Wednesday, September 17, 2008

Woke at 2:30 and again at 6. Sleeping is something we all do every day , but when you actually thing about it, nobody has any idea how to do it. We both have mouth ulcers – a good sign of being run down – but since we’re half way through our holiday now we should really be feeling less tired.

Undeterred, today we went on an Arthurian quest. Armed with a leaflet detailing the Cornish trail of the fictional king, we went to Tintagel – one of the five castles around the country that claim to be Arthur’s. We discovered that it was actually built about the time the Arthurian legend was being first written down – i.e. some 500 years after Arthur was supposed to have been king.

The road to the bottom of the hill the castle’s built on was so steep, and the climb ahead contained a hundred stairs, so we opted to quit and search for the grail instead.

That quest took us to the scene of Arthur’s last battle, and the Arthurian centre in Slaughterbridge. The Arthurian centre turns out to be a small shack, the walls of which are covered with wordy explanations of the legend’s history along with a few pictures and photocopies of wood cuttings. It resembled the kind of display you see in detective dramas – where the police cover the walls with unreadable scribbles, photos and documents which don’t appear to have any connection with each other.

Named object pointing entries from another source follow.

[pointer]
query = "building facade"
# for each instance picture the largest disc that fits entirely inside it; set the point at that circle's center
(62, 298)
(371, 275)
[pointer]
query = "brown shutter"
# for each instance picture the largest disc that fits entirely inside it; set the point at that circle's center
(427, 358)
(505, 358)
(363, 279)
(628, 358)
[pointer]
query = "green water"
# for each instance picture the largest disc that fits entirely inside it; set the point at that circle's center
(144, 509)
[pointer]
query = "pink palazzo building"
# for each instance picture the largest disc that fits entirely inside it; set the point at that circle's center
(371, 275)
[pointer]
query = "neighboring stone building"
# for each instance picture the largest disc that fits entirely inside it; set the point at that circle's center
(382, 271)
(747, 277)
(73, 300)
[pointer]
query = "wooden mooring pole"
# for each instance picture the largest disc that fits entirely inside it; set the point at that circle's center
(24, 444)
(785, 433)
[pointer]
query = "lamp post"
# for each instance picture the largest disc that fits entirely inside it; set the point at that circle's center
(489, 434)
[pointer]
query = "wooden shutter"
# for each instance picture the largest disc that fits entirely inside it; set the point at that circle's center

They did have a lot of toys for George, on the floor though and a video which allowed us to rest our legs before the long tramp carrying him to Arthur’s Stone – a stone with some words on it, but no obvious connection with Arthur whatsoever.

Beside the viewing platform there’s a sign - can't remember the exact words but the sentiment was, why does it matter whether the legends are true as long as the myth gives you the inspiration to take on your own barbarian hordes – and I guess that’s the point. The tintagel ruin is younger than Arthur and built of the strongest materials known at the time. And yet it’s nothing but a pile of rocks now – whilst the Arthurian legend is even now being re-written brand new as a BBC series. Stories are so much stronger than stones.

Carrying george the distance to the castle foot and the carved stone tired me for the rest of the day, but it was worth it. Not least because even though I didn’t run this week, when I went to tighten my belt, I discovered there were no more notches to tighten it to…

But our quest wasn’t over… it became a quest for lunch. And turned out to be a tough one. We toured the county looking for someone who would serve food. Most restaurants here seem to close for lunch and those that don't were either missing chefs or were directed to by signs which in true Holy Grail style disappeared before we found their source.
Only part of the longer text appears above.